Rückbauanlage Gundremmingen

Antragsunterlagen

Wie schon der Bau und Betrieb eines Kernkraftwerks ist auch dessen Abbau ein Vorhaben, das nach dem Atomgesetz behördlich geprüft, genehmigt und begleitet werden muss. Genehmigungsbehörde für den Abbau des Kernkraftwerks Gundremmingen ist das Bayerische Staatsministerium für Umwelt und Verbraucherschutz.

Antrags- und Genehmigungsunterlagen zum Rückbauvorhaben finden Sie hier in chronologischer Abfolge.

  • 13.12.2021

    Antrag auf Genehmigung eines Transportbereitstellungs- und Logistikgebäude Gundremmingen (TLG)

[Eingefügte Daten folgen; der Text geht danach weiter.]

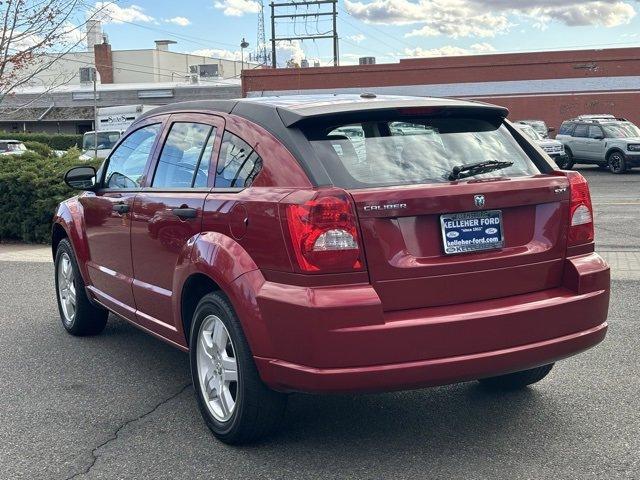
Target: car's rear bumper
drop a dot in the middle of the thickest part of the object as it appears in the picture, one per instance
(441, 371)
(339, 339)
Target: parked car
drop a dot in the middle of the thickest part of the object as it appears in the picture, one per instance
(539, 126)
(283, 263)
(609, 142)
(12, 147)
(553, 148)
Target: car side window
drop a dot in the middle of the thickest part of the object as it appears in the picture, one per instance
(127, 162)
(565, 128)
(238, 164)
(595, 132)
(580, 131)
(182, 160)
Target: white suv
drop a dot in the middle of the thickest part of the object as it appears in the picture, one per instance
(604, 140)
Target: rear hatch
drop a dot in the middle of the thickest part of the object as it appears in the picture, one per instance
(405, 251)
(432, 240)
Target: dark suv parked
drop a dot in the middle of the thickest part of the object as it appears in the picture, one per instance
(333, 244)
(604, 140)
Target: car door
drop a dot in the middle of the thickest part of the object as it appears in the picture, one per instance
(594, 144)
(579, 142)
(168, 212)
(107, 214)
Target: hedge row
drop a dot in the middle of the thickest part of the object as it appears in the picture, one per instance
(56, 142)
(31, 187)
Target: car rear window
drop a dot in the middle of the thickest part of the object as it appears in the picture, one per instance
(414, 151)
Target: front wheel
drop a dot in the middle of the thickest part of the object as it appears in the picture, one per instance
(234, 402)
(79, 316)
(617, 163)
(517, 380)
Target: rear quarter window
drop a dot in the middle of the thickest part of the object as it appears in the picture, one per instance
(566, 128)
(414, 151)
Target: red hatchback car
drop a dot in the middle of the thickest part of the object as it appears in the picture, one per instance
(333, 244)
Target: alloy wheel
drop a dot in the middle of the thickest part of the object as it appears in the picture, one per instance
(217, 368)
(66, 288)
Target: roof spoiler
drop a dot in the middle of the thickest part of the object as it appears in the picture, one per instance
(292, 118)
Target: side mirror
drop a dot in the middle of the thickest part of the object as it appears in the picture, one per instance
(81, 178)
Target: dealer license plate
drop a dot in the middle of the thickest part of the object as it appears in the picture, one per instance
(472, 231)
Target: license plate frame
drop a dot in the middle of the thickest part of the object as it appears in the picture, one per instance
(469, 232)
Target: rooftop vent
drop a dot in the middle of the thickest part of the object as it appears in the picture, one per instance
(163, 45)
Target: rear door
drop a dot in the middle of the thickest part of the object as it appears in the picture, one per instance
(594, 145)
(168, 212)
(107, 214)
(579, 142)
(419, 235)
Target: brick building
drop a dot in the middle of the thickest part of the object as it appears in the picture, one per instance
(551, 86)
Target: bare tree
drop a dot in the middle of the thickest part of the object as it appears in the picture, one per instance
(34, 34)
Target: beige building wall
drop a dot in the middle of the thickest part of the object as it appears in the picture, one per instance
(153, 65)
(135, 66)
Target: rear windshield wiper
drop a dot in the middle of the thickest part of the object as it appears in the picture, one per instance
(471, 169)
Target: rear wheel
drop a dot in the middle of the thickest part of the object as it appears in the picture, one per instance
(234, 402)
(617, 163)
(517, 380)
(79, 316)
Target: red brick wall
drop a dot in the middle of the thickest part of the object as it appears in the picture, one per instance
(104, 62)
(554, 109)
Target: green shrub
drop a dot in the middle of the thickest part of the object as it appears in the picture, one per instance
(56, 141)
(31, 187)
(40, 148)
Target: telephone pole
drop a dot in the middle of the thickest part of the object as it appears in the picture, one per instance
(325, 8)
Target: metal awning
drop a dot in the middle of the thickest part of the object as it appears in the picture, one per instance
(47, 114)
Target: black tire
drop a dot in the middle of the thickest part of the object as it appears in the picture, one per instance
(617, 163)
(517, 380)
(258, 410)
(567, 162)
(88, 319)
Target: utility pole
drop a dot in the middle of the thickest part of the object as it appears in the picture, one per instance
(244, 44)
(261, 43)
(94, 75)
(322, 11)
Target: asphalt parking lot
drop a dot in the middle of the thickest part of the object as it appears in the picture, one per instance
(120, 405)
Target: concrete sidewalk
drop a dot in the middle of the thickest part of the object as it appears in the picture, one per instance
(18, 252)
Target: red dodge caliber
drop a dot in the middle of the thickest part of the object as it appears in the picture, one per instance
(347, 243)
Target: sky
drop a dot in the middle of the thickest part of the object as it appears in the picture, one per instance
(386, 29)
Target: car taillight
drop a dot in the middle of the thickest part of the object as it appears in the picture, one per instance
(581, 226)
(324, 233)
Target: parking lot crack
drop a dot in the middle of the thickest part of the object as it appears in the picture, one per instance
(95, 455)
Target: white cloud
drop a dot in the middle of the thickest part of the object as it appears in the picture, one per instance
(181, 21)
(237, 8)
(488, 18)
(454, 18)
(110, 12)
(357, 38)
(449, 50)
(601, 13)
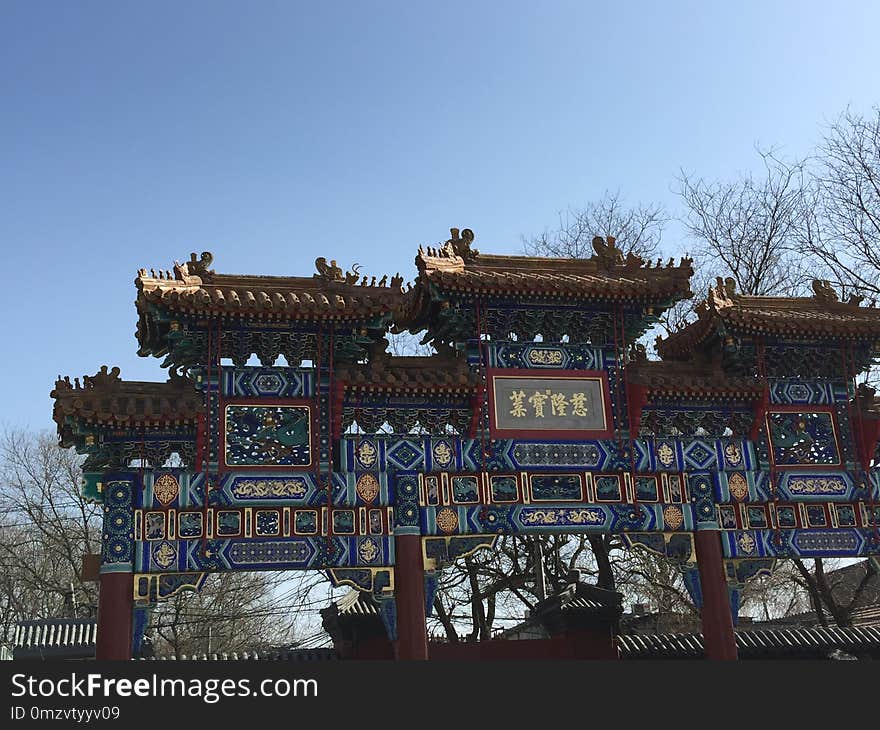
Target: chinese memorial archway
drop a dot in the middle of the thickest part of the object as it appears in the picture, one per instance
(746, 443)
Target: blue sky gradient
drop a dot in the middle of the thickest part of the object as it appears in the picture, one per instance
(132, 133)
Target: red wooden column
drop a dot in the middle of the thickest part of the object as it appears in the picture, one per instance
(115, 605)
(409, 590)
(718, 636)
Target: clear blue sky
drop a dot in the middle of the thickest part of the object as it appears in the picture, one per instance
(132, 133)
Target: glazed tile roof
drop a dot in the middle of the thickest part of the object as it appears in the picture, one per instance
(819, 316)
(330, 294)
(607, 276)
(106, 399)
(676, 378)
(812, 643)
(423, 374)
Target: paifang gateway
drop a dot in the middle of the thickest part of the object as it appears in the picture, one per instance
(747, 442)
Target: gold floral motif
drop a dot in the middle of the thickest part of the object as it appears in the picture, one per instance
(368, 550)
(583, 516)
(166, 488)
(447, 520)
(269, 488)
(673, 517)
(815, 485)
(366, 453)
(545, 357)
(367, 487)
(665, 454)
(164, 554)
(733, 454)
(746, 543)
(562, 517)
(738, 486)
(442, 454)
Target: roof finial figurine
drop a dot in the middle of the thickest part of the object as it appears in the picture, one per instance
(461, 244)
(823, 291)
(330, 272)
(607, 252)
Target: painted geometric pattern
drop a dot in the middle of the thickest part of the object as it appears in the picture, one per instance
(267, 382)
(276, 435)
(799, 543)
(118, 532)
(488, 488)
(247, 488)
(176, 556)
(790, 516)
(388, 453)
(797, 392)
(803, 438)
(153, 526)
(533, 355)
(555, 518)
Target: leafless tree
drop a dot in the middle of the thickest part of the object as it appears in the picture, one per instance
(748, 228)
(235, 612)
(45, 528)
(843, 226)
(638, 229)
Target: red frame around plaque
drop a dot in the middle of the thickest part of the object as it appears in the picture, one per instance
(551, 434)
(299, 402)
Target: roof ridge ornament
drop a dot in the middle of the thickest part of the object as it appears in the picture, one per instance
(609, 255)
(723, 292)
(102, 378)
(461, 243)
(824, 292)
(195, 267)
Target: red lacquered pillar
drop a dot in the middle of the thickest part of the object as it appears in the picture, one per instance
(409, 589)
(116, 581)
(718, 635)
(115, 606)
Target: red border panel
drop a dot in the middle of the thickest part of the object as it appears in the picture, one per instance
(548, 434)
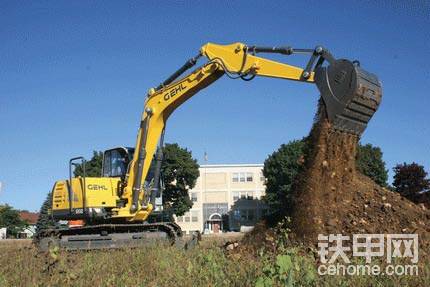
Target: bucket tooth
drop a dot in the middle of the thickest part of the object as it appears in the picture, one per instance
(350, 94)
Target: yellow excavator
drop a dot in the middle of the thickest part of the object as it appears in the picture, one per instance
(113, 209)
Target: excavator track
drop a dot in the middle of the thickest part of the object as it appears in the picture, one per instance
(112, 236)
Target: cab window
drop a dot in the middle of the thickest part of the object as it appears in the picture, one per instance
(115, 163)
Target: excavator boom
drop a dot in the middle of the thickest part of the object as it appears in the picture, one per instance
(350, 95)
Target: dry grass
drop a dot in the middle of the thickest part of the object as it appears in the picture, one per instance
(158, 265)
(161, 265)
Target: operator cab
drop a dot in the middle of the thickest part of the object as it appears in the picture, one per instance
(116, 161)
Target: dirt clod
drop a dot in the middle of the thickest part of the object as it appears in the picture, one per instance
(332, 190)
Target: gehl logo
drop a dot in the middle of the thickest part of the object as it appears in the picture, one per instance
(174, 91)
(96, 187)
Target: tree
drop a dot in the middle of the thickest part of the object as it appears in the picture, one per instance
(280, 170)
(180, 172)
(10, 219)
(370, 163)
(410, 180)
(93, 167)
(45, 220)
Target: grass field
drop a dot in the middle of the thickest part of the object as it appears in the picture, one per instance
(161, 265)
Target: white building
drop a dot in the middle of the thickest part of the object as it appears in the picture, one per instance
(226, 197)
(3, 232)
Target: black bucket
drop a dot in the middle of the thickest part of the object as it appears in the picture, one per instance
(350, 94)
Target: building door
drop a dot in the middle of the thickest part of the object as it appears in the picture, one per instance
(215, 227)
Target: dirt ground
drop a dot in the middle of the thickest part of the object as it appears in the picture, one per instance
(333, 197)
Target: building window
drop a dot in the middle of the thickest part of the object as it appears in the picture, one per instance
(250, 215)
(194, 216)
(236, 213)
(243, 195)
(235, 177)
(235, 195)
(249, 177)
(242, 177)
(246, 214)
(262, 178)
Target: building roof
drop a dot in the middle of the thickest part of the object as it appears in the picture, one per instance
(233, 165)
(30, 217)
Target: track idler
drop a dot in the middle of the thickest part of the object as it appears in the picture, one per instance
(350, 94)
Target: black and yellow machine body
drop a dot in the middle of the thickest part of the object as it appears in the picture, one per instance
(123, 197)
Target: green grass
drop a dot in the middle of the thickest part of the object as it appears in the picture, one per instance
(161, 265)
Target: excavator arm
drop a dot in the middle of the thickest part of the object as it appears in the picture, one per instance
(350, 94)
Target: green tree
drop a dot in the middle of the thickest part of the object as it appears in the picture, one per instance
(370, 163)
(280, 170)
(410, 180)
(10, 219)
(45, 220)
(93, 167)
(180, 172)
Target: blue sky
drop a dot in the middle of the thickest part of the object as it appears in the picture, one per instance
(74, 75)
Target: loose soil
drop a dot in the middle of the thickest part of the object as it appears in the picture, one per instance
(333, 197)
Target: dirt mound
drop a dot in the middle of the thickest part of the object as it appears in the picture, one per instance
(333, 197)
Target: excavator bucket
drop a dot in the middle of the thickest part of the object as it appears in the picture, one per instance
(350, 94)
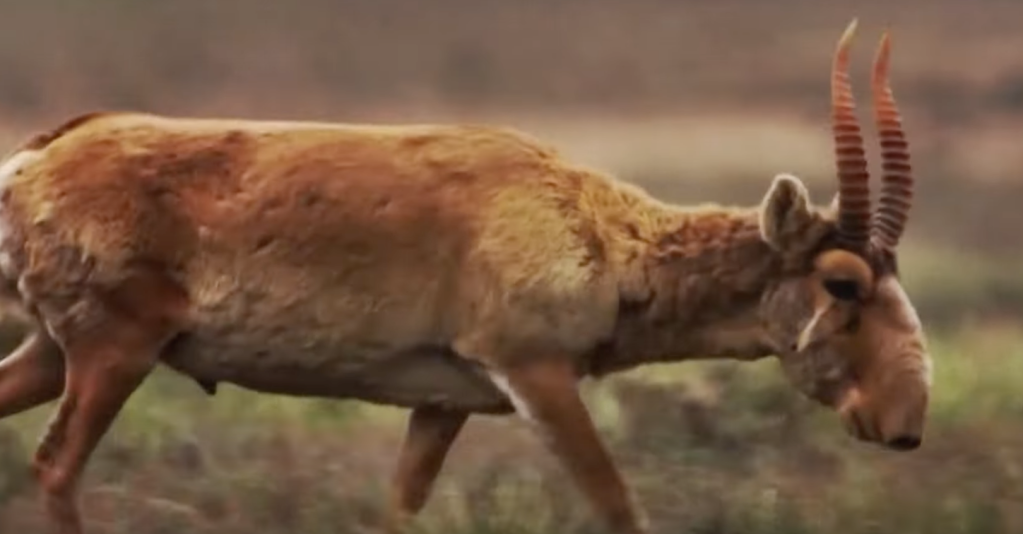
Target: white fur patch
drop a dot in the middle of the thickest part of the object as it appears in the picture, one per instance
(913, 319)
(518, 402)
(13, 165)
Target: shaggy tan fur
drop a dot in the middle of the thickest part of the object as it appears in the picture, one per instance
(449, 269)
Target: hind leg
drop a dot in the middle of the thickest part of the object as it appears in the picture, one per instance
(429, 436)
(110, 344)
(31, 375)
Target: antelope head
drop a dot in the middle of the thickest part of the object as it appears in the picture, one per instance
(844, 329)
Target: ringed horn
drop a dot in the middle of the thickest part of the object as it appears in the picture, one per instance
(855, 226)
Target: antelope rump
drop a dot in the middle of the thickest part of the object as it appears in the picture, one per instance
(447, 269)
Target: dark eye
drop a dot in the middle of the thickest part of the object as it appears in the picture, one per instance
(843, 290)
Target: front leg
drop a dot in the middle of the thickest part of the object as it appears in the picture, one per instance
(429, 436)
(545, 394)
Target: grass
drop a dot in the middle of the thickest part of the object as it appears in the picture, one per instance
(711, 447)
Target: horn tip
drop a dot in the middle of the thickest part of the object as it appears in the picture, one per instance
(850, 30)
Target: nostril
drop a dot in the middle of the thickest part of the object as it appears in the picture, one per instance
(904, 442)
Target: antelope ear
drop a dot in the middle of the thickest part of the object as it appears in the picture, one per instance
(785, 212)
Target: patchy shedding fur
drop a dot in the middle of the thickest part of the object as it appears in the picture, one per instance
(432, 267)
(351, 261)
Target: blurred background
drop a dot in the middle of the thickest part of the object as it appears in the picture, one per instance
(694, 99)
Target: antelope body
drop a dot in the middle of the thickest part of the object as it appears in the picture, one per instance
(448, 269)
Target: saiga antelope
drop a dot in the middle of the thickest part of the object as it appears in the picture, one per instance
(447, 269)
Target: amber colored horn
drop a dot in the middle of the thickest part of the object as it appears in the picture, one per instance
(896, 189)
(854, 192)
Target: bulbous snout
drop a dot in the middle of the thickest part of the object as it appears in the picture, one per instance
(892, 414)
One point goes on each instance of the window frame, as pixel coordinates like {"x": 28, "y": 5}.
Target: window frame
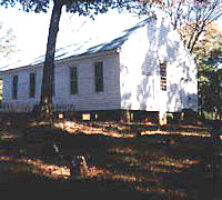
{"x": 15, "y": 87}
{"x": 32, "y": 85}
{"x": 99, "y": 76}
{"x": 73, "y": 80}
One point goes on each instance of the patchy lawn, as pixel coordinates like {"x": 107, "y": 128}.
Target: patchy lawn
{"x": 172, "y": 162}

    Zur Sicherstellung des gesetzlich vorgegebenen unverzüglichen Anlagenabbaus ist die Errichtung eines Transportbereitstellungs- und Logistikgebäudes (TLG) notwendig.

    Das vom Bund geplante neue Logistikzentrum für das Endlager Konrad (LOK) wird frühestens 2027 (Stand heute) seinen Betrieb aufnehmen und in den darauffolgenden Jahren die beim Abbau aller deutschen Kernkraftwerke anfallenden Abfälle sukzessive aufnehmen. Vor diesem Hintergrund sollen die anfallenden schwach- und mittelradioaktiven Abfälle bis zur Abgabe an den Bund neben den aktuell noch verfügbaren Lagerkapazitäten auch in einem eigens hierfür auf dem Betriebsgelände neu zu errichtenden Transportbereitstellungs- und Logistikgebäude (TLG) aufbewahrt werden.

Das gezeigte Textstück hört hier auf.